# Meet godzilla



## BarTRanch (Jan 2, 2013)

He is probably the biggest goofball on our farm. He is a dwarf Nigerian buck. He also always has hair combed for the ladies!! You'll never find him without his hair done


----------



## reggieandmaya (Aug 15, 2012)

He sure is a handsome fella!


----------



## Maggie (Nov 5, 2010)

Very cute


----------



## Bambi (Jun 10, 2012)

He is a cutie! I see he has his hair styled for the ladies.


----------



## ksalvagno (Oct 6, 2009)

Very cute!
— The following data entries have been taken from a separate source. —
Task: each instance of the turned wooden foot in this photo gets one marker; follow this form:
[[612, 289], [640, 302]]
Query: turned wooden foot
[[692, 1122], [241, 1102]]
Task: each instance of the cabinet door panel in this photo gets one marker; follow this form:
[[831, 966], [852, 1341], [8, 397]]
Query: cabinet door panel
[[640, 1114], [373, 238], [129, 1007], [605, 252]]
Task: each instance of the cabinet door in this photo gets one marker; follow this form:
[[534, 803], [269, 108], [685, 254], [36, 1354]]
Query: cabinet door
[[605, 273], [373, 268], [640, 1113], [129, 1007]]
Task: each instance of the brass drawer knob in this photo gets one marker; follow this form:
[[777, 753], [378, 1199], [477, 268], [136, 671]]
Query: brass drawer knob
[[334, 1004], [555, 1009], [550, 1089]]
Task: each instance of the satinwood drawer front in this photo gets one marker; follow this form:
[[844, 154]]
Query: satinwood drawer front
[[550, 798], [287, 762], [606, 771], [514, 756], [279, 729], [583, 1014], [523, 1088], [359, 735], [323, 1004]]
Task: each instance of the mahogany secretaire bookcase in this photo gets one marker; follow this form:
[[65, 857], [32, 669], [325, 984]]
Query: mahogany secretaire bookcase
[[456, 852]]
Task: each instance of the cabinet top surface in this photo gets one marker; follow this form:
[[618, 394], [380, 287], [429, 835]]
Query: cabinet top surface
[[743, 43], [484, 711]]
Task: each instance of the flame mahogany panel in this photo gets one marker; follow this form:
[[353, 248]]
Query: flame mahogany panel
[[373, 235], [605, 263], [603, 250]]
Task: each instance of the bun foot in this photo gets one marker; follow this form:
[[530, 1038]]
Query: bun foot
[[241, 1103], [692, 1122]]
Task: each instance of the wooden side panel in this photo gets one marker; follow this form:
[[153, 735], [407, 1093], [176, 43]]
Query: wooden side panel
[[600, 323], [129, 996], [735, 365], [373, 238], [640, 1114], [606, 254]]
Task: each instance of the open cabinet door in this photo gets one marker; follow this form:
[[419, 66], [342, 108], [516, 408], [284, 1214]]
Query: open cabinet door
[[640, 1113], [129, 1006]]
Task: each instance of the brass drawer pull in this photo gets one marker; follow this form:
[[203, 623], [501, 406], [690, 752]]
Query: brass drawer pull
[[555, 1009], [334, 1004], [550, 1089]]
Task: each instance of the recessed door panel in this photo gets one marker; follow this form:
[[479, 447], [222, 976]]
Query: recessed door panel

Congrats!


----------



## Trickyroo (Sep 26, 2012)

OMG ! He is so freakin cute !!!! I love his hairdo , very handsome


----------



## ThreeHavens (Oct 20, 2011)

That is a hilarious, adorable buck!


----------



## HoosierShadow (Apr 20, 2010)

LOL he looks like he has tons of personality!


----------



## mikescott (Dec 16, 2012)

likes healthy.


----------



## toth boer goats (Jul 20, 2008)

very nice


----------



## shibby7 (Feb 20, 2012)

Aw, he's handsome!


----------



## BarTRanch (Jan 2, 2013)

Haha thanks  he's full of personality. And the funny thing is his hair does that all on its own and yet it looks perfectly combed


----------



## nameless_alice (Jan 10, 2012)

What a cutie! I love his do. ^-^


----------



## augusffa (Dec 31, 2012)

Aww  he's adorable!!!!!!!!


----------



## JaLyn (Oct 10, 2012)

HOw the heck did i miss this..he is absolutely adorable..


----------



## BarTRanch (Jan 2, 2013)

I was just talking to the lady who I bought him from and he is a Nubian, dwarf Nigerian mix. I new he was a mix just wasn't sure his other half


----------